From My Window (2) I came here finally to write a novel which I have planned and thought about for more than two years. I wanted somehow to evoke the timeless and the time-full magic of the place that had first entranced me. But nothing was pre-ordained. And actually living here, digging deeper and deeper into what I feel about the place has made the original ideas evolve and blossom in ways I could not have foretold. This is the outcome of sequestering yourself in a strange place for longer than may seem reasonable.

I have done my reading and thinking. I have two or three people who I know will play some part in the story. I have fragments of truth, fragments of legend and fragments of story in my head. With my character Stella, I am interested in then and there; I am interested in here and now. And I am interested in the layers in between.

And I have discovered a story – not explored before - that connects all of the above. But that’s a secret.

And now today, I have just been exploring part of the old city to use for a scene in the novel. It comes down now to two streets: La rue de L’Amour. (The street of love) and La rue de la Poisononnierie. (The street of the fishermen). I return very excited. This makes a curiously appropriate location for a story which is becoming more magical at every turn.

And on…

Doorway green

At The Maison d’Estella Work in Progress Extract.

‘That end of the town is more dilapidated than the rue Haute of the Maison d’Estella. I remember what Madame Patrice said. ‘…the poor gather there, of whom I am one.

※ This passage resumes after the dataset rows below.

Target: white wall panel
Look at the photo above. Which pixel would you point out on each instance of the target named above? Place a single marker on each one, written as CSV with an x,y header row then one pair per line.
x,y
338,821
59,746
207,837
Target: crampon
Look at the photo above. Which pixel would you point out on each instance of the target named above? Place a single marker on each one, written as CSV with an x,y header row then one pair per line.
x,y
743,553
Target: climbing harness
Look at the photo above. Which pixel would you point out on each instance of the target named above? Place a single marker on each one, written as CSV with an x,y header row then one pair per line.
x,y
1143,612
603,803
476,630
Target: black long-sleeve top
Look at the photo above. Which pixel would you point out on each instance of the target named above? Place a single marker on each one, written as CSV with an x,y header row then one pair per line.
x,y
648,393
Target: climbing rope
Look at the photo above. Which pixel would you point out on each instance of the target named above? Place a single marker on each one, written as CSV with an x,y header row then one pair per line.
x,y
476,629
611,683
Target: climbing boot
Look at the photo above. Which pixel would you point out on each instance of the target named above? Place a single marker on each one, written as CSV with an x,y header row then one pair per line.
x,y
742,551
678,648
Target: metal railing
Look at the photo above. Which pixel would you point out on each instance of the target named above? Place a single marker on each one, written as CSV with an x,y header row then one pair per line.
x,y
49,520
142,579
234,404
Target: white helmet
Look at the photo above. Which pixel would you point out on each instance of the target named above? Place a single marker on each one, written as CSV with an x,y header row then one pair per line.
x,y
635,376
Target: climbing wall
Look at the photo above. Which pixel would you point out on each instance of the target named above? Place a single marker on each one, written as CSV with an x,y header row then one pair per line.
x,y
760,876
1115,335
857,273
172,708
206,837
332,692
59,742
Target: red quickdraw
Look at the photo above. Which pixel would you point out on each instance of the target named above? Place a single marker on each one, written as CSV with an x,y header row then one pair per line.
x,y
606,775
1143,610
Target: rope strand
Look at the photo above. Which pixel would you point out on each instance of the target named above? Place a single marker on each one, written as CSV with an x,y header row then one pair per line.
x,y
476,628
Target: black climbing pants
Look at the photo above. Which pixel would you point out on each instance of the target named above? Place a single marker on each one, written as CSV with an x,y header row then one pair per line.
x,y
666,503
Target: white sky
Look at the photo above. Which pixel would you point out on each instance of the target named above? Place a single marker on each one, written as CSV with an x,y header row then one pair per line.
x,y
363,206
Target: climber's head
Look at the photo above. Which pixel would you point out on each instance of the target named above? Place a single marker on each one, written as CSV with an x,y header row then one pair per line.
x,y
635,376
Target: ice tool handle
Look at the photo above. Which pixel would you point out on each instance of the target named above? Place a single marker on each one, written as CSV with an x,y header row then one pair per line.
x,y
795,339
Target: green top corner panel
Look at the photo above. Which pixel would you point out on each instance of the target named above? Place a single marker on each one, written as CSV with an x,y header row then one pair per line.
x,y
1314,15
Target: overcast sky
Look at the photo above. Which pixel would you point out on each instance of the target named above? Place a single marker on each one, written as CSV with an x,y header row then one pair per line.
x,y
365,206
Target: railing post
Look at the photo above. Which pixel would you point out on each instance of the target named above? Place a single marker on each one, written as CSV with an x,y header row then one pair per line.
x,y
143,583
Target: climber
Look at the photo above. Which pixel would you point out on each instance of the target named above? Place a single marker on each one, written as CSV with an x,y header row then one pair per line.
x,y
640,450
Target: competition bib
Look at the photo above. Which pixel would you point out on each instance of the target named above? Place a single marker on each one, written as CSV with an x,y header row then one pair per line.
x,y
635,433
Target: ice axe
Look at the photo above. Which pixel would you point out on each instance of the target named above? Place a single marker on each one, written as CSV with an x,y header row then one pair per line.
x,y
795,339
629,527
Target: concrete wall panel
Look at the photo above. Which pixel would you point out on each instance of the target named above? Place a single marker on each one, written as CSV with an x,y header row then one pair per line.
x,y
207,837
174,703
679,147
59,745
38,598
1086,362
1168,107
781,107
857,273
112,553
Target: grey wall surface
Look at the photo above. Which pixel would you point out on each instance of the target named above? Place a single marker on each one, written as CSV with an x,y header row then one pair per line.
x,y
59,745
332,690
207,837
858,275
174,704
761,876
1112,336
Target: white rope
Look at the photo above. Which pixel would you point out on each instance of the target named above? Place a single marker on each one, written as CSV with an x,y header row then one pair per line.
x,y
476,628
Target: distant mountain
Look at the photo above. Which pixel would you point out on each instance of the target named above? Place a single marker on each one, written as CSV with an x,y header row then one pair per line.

Bad things are said of them but they are wonderful people.’ I pass a rather grand restored house and then I count the wonderful doors, now battered and broken, that were once portals to grand town houses. Some are patched with plywood. Some are daubed in graffiti. On one door is a white handprint on the faded green paint. I wonder now if this has occult meaning. Perhaps it’s just some playful gesture.                                                    

 I try to make my way down a side street but two boys playing football, immaculate in a Nike strip, bar my way. Madame had told me   ‘…they look after their children, you know. That’s a good sign.’ The boys stand aside politely, football in hand, as I pass them. Then they smile knowingly when I return, having discovered the dead end. And I have to work hard to push to the back of my mind the thought of those other two footballing boys, locked up now in a cold British prison in a town in the north of England.